Do you have $500 you could access for an emergency? If you do, you’re in the minority of Americans. According to a 2017 Bankrate survey, 59 percent of us don’t have $500 to cover an emergency.
The problem is, savings or not, emergencies happen. Car accidents, broken furnaces, or an emergency room visit for a sick child. Not having the money to cover these things causes your employees stress.
A simple solution is to give everyone a raise, but considering that 59 percent of the US lacks a $500 savings account, increasing any one person’s paycheck isn’t likely to result in an increase in savings alone. (I once had to explain to a man who earned enough to be in the 1 percent, that his next check was going to be late. He asked how on earth I expected him to pay his mortgage when the check would be late. I sincerely hope he was just crabby and had enough set aside to cover one month’s mortgage payment.)
People of all income levels live paycheck to paycheck and rely on credit cards to cover unexpected bills, which then increases their monthly obligations.The trick is to get people to save, regardless of income, so that they can handle emergencies when they arise.
The Wall Street Journal reported on businesses that are doing something about the savings rate–paying their employees to set aside money for an emergency fund. They described what one company is doing, and why:
Pitt Ohio, a Pittsburgh trucking company that employs 1,800 drivers, in 2016 began offering $56 to employees who contribute at least $19 a week for six months to an emergency-savings account without making withdrawals. Employees who maintain that for another six months qualify for a second $56 payment.
Pitt Ohio executives grew alarmed about employees’ finances after researchers at the University of Pittsburgh discovered in a 2016 survey that drivers who reported financial stress are more distracted and had more accidents, inflating the company’s total by about eight accidents a year.
Safety is a priority for any trucking company, and 8 accidents a year can make a significant impact on the bottom line.

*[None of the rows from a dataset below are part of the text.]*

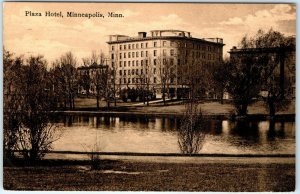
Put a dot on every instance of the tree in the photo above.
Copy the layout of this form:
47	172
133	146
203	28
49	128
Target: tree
85	82
244	81
12	77
220	75
35	134
191	132
69	75
252	72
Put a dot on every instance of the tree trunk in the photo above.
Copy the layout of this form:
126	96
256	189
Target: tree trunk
271	108
97	99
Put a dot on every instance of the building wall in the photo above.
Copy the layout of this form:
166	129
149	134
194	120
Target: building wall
129	56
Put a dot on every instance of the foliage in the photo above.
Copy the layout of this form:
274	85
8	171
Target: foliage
253	72
27	107
191	131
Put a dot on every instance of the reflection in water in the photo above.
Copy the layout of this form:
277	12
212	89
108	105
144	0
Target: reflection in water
162	135
191	133
247	131
276	130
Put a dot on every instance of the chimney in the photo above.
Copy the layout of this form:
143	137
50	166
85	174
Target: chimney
142	34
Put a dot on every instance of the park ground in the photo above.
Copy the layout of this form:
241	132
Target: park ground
156	174
175	107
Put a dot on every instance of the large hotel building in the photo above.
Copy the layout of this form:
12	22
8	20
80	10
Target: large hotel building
139	60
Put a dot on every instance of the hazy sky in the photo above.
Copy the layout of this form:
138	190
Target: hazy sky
53	36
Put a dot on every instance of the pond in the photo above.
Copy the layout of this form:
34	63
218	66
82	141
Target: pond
160	135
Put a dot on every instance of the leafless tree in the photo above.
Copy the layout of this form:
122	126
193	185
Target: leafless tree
12	100
68	64
191	133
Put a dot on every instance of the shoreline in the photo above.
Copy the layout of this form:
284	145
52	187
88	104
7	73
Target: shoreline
224	116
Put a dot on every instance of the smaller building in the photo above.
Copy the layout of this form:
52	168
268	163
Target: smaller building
286	65
87	77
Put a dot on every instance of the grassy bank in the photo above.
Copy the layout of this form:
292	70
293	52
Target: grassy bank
116	175
213	108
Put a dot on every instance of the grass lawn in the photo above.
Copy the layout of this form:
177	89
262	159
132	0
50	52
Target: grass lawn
146	176
179	107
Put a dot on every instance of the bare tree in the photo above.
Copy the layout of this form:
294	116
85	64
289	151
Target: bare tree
191	133
250	73
12	100
36	134
68	72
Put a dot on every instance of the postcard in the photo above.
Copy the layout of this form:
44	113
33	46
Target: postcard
149	96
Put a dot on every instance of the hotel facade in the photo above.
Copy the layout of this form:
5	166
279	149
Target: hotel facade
163	56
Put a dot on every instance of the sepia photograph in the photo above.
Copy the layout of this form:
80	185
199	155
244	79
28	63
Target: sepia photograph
115	96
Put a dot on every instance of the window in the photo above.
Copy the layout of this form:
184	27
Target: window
164	52
172	52
171	61
164	61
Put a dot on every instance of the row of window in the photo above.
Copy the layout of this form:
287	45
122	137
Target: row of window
145	62
135	80
172	53
135	71
165	43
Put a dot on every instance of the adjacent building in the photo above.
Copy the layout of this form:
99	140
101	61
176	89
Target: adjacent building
286	61
161	56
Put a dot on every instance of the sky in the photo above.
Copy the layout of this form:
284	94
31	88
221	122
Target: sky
54	36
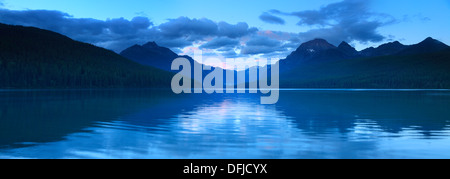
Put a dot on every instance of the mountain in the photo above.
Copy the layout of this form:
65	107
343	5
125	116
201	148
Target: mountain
384	49
36	58
315	51
391	65
427	45
151	54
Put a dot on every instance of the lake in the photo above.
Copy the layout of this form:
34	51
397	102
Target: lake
151	124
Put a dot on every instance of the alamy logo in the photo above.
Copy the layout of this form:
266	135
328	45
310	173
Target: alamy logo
214	81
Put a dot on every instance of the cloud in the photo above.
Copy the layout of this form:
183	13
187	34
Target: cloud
119	33
220	42
271	19
235	31
348	20
261	44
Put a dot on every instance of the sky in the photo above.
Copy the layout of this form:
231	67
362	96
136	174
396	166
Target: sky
234	28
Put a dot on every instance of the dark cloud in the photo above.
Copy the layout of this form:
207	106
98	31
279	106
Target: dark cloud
235	31
269	18
220	42
120	33
348	20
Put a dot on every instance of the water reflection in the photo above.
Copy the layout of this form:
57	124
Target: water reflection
159	124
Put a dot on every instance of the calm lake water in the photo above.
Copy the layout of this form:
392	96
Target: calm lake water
159	124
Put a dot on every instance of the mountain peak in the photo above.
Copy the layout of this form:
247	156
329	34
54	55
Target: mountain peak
316	45
151	44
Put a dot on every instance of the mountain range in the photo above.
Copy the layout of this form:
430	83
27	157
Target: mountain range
36	58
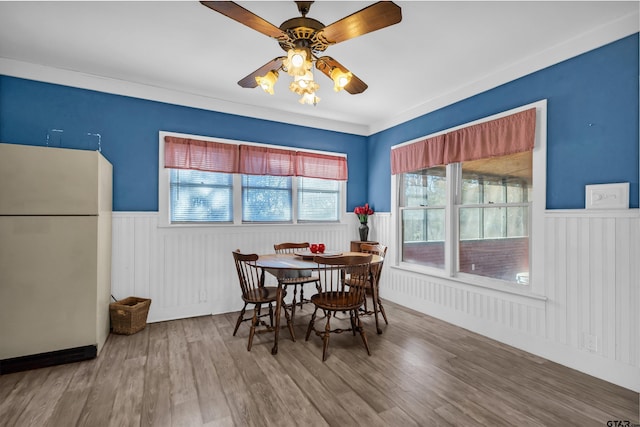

But, it’s not just about accidents. Employees who are under stress aren’t going to perform as well in office jobs either.The $56 payment isn’t huge, but 92 percent of those who participated reached the goal and received they payment. It was enough of a push to get them to put aside money.
Lots of businesses do 401k matches which also encourages saving, but such money isn’t liquid: there are huge tax penalties should you make a withdrawal before you’re old enough. This type of program creates liquid savings accounts so that when an emergency happens, the employee can fix it.
It’s not just a blue collar problem. With student loans and high rents, lots of people try to pay down debt before saving anything, but because emergencies will happen, you end up in a never-ending cycle of credit card debt.
Among all the benefits and perks that your business can offer, doing something to increase your employees’ savings can do a lot toward reducing stress, which benefits your business.